CIE | HCL | Sep 12, 2023

Shedding Light on Circadian Health: The Transformative Role of Melanopsin in Human Well-being

The ”Second International Workshop on Circadian and Neurophysiological Photoreception” technical note provides a comprehensive overview of the proceedings and consensus from the 2019 workshop. This document, prepared by the CIE Division Reporter 6-46 of Division 6 ”Photobiology and Photochemistry”, aims to shed light on the intricate relationship between light exposure and its impact on human circadian rhythms.

Circadian rhythms, which are biological processes that follow a roughly 24-hour cycle, play a pivotal role in various human physiological functions. These rhythms are influenced significantly by environmental factors, with light exposure being the primary determinant. The discovery of a photopigment called melanopsin in the human retina in 2000 marked a significant advancement in understanding this relationship.

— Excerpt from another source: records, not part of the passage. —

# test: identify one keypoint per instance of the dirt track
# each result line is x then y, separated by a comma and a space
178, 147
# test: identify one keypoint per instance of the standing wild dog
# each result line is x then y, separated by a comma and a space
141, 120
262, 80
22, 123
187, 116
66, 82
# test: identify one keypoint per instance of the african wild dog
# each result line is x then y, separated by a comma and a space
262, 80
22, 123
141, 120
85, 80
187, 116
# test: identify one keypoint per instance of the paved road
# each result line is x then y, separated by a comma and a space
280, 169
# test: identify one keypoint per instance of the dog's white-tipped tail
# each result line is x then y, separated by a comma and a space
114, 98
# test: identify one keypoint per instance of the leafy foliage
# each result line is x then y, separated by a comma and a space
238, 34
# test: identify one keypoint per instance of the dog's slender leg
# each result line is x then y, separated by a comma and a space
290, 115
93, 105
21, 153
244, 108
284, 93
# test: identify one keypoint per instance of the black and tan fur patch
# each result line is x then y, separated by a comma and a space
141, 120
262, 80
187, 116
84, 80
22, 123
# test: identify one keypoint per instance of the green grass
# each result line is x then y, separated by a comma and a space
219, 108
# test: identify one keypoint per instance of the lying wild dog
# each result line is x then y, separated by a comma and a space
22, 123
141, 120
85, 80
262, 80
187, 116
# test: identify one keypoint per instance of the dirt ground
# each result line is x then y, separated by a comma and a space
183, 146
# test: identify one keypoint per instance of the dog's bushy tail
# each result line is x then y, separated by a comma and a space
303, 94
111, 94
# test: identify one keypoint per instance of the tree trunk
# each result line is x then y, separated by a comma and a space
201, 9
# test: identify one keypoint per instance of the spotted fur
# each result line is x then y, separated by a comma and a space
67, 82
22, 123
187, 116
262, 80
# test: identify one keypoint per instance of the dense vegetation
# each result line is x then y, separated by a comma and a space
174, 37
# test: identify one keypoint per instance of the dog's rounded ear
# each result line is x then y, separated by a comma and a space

Melanopsin, found in intrinsically photosensitive Retinal Ganglion Cells (ipRGCs), plays a central role in regulating the body’s response to light, impacting various physiological and behavioral aspects, including sleep regulation.

The 2019 Manchester workshop emphasized the importance of optimizing light exposures to promote circadian health, well-being, and performance. The workshop highlighted the significance of melanopsin-based photoreception in predicting human physiological responses to light. The outputs from this workshop are intended to guide governments, the lighting community, and public health professionals, emphasizing the importance of scientific advancements in this domain.

One of the workshop’s primary outcomes was the identification of the melanopsin-based photoreceptors’ role, known as ipRGCs. These receptors process signals from other photoreceptors in the retina, combining this information with their melanopic response to light. This combined information is then transmitted to various brain targets, including

the region responsible for circadian timekeeping.

The workshop also provided recommendations on healthy light exposures. For day-active adults aged between 18 and 55 years, the recommendations include:

A minimum melanopic equivalent daylight illuminance (EDI) of 250 lx during the daytime, preferably from natural daylight.

A maximum melanopic EDI of 10lx during the evening, starting at least three hours before bedtime.

A maximum ambient melanopic EDI of 1lx during the night, with the sleep environment being as dark as possible.

These guidelines, derived from extensive scientific research, are intended to be applied to architectural and lighting designs, as well as general lifestyle advice. The workshop’s consensus underscores the importance of understanding and predicting how circadian rhythms respond to environmental light, paving the way for a healthier relationship between humans and their light-filled environments.